The liturgical police gave me a summons for incorrect use of the lectionary. Yesterday’s post was based on a passage from Mark that was used last week, not this week. Sorry about that. To get back on track, Wednesday’s gospel reading from Mark records an odd parable Jesus told about a farmer who leased out his land to tenants who refused to pay their rent. He sent several agents to collect, each of whom they beat up or killed. Finally he sent his son. The tenants seized and killed him, figuring, according to the parable, that they would now be the undisputed owners.
That was the end of the parable. Then Jesus asked his listeners what they thought the owner would do next. Send troops, kill the tenants, and lease it out to more honorable people, they said. Jesus ended the encounter by citing Psalm 118 about the rejected cornerstone, a stone that was God’s own marvelous work, a living stone who would live, not die, no matter what humans tried to do. The meaning of the parable was not lost on religious and political leaders. It gave them one more reason to get rid of this trouble maker before he could do real damage. Who did he think he was, Son of God?
To the shame of the Christian Church, it was this parable, together with other scripture passages used in Holy Week, that appeared to authorize Christians to round up a bunch of local Jews to beat and kill on the grounds that they were the evil tenants, while Christians were the new tenants, the righteous avengers of God, the aggrieved owner, whose son they killed. It all happened a long time ago in the Dark Ages, the work of ignorant people, and we’re not like that anymore. Except we are. The holocaust of WWII didn’t pop out of nowhere. It was the culmination of centuries of anti-Jewish laws and pogroms that permeated the whole of European Christian culture. We have not yet learned our lesson. The resurgence of anti-Jewish fervor is obvious in every place where ultra-nationalism, white supremacy, and neo-Nazi movements gain traction.
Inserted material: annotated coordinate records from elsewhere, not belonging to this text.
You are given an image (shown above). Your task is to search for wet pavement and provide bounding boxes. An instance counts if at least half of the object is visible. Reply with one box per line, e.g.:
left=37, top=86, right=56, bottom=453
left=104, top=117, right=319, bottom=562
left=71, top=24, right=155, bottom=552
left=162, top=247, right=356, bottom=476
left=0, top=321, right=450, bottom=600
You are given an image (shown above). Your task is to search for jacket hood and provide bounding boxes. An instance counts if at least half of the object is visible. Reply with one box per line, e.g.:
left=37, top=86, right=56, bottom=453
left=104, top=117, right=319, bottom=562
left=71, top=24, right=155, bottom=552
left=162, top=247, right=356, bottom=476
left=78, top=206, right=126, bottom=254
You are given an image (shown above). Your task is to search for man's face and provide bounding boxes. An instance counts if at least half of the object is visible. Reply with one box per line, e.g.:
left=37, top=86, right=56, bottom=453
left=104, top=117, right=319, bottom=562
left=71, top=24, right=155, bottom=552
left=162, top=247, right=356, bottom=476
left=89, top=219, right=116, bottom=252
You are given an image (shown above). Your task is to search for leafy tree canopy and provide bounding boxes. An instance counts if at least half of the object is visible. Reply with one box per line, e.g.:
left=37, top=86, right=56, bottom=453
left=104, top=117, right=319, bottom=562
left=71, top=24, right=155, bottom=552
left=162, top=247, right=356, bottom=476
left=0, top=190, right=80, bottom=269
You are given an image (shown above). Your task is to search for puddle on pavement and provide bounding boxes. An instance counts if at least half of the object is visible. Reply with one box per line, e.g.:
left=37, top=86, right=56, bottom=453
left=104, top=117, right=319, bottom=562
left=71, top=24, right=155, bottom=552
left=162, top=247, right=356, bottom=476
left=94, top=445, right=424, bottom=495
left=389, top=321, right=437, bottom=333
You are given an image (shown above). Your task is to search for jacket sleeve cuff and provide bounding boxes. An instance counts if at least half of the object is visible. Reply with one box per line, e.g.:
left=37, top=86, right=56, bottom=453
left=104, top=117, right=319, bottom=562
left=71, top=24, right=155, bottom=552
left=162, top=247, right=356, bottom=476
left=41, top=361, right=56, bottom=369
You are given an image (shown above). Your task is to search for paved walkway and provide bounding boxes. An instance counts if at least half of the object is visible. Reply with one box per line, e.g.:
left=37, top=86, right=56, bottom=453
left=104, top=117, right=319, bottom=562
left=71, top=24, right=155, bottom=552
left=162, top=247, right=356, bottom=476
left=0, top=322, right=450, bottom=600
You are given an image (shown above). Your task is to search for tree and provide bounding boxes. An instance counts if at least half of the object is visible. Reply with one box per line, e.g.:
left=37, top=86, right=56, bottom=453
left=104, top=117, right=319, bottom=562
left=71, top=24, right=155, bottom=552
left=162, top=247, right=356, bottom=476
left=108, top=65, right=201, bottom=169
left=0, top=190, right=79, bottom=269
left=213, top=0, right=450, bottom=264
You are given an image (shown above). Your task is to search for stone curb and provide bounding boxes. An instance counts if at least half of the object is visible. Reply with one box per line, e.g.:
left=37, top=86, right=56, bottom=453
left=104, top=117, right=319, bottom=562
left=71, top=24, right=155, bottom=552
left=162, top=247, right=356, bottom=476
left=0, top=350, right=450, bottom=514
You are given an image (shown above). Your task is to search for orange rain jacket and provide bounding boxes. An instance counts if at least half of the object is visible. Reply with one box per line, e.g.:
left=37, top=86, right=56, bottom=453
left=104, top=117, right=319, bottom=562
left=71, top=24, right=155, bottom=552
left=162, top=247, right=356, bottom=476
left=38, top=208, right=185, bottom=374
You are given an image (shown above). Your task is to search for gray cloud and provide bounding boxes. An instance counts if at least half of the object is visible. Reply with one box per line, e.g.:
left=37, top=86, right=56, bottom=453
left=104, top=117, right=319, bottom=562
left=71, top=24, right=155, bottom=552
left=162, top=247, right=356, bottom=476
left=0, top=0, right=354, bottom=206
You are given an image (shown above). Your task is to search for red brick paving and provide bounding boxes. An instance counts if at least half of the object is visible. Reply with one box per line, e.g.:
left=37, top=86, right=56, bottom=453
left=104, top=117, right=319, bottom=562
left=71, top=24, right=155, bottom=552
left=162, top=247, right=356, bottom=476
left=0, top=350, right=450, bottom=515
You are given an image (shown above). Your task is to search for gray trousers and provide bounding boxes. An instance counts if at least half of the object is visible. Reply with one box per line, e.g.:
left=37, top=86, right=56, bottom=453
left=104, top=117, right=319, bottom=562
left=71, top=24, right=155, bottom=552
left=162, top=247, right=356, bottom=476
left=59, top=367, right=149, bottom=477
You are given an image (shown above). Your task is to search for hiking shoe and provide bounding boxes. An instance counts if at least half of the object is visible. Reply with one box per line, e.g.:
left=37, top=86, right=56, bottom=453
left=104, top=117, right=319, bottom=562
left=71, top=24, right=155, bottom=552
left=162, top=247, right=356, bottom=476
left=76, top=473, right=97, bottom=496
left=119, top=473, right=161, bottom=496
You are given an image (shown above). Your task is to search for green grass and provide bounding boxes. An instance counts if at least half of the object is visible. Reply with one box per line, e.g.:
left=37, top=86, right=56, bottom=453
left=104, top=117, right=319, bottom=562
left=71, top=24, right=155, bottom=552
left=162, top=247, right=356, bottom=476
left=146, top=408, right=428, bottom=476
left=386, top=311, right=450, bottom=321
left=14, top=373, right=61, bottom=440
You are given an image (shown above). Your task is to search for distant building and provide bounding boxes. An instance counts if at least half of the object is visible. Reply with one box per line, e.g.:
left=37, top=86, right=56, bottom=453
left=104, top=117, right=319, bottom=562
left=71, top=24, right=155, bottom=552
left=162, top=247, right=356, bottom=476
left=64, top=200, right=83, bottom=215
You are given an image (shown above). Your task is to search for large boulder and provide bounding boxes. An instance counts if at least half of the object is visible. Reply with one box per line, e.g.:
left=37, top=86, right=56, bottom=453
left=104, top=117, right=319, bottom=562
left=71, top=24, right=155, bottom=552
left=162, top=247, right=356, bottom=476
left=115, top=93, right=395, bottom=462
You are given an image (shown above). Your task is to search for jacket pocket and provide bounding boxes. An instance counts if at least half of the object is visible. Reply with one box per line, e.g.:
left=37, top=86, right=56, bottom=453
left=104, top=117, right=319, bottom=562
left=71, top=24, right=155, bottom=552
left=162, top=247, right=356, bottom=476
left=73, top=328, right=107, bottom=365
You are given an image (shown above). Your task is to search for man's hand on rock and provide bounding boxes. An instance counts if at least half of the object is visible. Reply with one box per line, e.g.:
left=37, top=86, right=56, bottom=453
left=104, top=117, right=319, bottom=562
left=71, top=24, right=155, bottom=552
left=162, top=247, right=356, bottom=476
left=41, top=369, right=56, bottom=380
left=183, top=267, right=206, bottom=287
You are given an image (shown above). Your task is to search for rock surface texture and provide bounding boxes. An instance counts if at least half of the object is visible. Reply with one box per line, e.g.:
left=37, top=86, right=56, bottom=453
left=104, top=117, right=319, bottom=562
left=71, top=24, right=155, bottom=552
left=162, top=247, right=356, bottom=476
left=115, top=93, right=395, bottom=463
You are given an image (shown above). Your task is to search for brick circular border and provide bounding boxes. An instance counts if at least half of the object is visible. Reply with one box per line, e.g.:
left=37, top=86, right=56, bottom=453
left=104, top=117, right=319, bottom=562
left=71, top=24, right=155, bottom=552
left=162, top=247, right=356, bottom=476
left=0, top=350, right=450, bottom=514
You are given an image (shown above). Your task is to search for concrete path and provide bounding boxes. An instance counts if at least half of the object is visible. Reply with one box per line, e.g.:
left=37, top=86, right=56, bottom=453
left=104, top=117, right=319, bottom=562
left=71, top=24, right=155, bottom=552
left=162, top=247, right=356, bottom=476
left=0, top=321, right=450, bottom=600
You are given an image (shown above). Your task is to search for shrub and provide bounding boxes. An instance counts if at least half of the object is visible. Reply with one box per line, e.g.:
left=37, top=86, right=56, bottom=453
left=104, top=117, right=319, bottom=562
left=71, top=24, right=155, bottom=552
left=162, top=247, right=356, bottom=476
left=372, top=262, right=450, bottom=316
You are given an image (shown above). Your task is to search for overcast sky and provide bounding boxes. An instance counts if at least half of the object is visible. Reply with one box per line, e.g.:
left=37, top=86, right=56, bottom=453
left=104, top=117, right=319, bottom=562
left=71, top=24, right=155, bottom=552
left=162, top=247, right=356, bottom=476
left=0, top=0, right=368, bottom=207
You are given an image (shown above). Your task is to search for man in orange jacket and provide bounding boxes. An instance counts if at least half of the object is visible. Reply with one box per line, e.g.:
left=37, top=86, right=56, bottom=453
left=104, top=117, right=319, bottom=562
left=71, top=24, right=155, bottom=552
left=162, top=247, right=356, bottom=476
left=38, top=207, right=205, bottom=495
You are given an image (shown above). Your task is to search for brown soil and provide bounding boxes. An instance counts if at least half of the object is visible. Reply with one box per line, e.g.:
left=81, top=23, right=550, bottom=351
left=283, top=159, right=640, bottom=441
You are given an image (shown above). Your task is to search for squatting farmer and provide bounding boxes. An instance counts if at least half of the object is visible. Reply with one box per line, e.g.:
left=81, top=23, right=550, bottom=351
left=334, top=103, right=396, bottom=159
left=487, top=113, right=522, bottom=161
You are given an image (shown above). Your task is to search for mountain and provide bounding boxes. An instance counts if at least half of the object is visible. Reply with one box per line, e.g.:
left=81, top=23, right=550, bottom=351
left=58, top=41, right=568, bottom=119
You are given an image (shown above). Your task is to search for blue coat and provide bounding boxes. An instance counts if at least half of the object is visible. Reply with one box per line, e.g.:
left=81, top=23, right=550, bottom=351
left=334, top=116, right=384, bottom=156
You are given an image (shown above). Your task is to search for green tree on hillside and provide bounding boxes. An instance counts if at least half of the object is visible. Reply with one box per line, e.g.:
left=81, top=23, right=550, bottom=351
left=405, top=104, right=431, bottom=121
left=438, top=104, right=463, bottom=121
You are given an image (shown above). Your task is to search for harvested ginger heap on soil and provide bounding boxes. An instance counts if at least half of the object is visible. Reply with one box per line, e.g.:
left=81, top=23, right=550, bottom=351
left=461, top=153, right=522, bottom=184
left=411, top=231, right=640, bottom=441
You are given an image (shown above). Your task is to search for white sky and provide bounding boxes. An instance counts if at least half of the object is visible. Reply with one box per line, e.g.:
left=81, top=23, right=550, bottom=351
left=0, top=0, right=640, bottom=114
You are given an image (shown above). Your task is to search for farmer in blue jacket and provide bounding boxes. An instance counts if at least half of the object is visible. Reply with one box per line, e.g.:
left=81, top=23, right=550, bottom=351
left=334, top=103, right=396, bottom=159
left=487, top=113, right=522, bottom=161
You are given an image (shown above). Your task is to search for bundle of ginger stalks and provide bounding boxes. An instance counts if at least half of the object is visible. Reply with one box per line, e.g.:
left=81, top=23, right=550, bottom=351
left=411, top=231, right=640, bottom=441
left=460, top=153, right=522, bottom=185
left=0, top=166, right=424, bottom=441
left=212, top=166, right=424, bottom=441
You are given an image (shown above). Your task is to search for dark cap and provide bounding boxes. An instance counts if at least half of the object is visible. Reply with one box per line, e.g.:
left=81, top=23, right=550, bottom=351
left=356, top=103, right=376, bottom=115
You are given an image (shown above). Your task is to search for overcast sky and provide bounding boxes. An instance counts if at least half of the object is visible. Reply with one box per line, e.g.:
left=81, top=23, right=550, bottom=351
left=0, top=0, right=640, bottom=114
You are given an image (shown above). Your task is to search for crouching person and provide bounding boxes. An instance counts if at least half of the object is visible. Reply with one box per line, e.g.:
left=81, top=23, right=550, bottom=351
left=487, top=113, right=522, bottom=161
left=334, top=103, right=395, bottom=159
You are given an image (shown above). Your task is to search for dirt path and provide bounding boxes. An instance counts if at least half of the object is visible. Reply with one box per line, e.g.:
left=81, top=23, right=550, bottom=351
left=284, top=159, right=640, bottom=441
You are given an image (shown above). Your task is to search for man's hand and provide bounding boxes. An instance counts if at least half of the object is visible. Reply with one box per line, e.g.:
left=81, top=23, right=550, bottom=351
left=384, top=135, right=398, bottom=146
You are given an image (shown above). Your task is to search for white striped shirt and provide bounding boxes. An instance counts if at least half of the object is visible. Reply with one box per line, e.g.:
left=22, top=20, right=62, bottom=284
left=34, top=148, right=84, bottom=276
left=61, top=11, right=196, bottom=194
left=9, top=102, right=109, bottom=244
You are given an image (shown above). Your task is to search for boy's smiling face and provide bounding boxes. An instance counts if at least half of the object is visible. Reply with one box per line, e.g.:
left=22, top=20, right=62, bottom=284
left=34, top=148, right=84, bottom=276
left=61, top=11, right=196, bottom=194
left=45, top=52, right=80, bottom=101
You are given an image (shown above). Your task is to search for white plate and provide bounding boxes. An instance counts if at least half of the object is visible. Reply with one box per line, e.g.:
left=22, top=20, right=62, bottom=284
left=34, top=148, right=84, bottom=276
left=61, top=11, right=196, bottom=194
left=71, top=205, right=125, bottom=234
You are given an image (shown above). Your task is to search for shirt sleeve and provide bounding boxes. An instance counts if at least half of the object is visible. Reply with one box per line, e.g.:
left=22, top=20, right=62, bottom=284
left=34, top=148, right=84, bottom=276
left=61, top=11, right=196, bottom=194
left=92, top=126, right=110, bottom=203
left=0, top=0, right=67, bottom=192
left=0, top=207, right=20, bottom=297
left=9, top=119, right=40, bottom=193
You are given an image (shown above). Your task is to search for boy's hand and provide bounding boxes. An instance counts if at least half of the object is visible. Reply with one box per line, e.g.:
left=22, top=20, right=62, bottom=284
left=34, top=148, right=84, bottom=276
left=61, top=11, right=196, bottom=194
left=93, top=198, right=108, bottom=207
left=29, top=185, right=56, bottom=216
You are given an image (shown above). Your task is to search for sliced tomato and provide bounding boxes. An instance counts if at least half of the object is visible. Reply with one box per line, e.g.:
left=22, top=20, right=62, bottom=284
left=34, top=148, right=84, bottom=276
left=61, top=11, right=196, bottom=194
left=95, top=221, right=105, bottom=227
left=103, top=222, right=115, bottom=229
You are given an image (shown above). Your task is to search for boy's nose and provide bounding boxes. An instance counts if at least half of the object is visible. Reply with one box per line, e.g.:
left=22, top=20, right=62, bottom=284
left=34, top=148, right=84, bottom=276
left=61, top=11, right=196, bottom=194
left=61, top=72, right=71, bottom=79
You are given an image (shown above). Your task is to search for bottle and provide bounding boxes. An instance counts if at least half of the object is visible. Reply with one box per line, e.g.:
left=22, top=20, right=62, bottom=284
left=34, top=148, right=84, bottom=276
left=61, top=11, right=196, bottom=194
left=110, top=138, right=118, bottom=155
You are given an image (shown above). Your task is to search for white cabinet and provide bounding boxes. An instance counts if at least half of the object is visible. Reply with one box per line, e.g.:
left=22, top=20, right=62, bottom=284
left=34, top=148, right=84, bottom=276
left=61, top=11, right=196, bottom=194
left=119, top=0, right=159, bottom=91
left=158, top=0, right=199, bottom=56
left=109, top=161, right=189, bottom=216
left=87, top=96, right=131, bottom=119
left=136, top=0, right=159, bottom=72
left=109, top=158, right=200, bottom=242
And they gain traction where common, ordinary, everyday anti-Jewish prejudice is tolerated without objection, perhaps even with a chuckle.
It may be that the secularized West is no longer dominated by church going Christians, but the Holy Week sentiment lingers, aided by radical voices with access to radio, t.v. and social media; abetted by disinterested church going Christians who turn the other way.
If Holy Week is a time for deep examination of self and Church, this lesson, and the history that emanates from it requires truth be told, confession be made, and repentance of life begun again.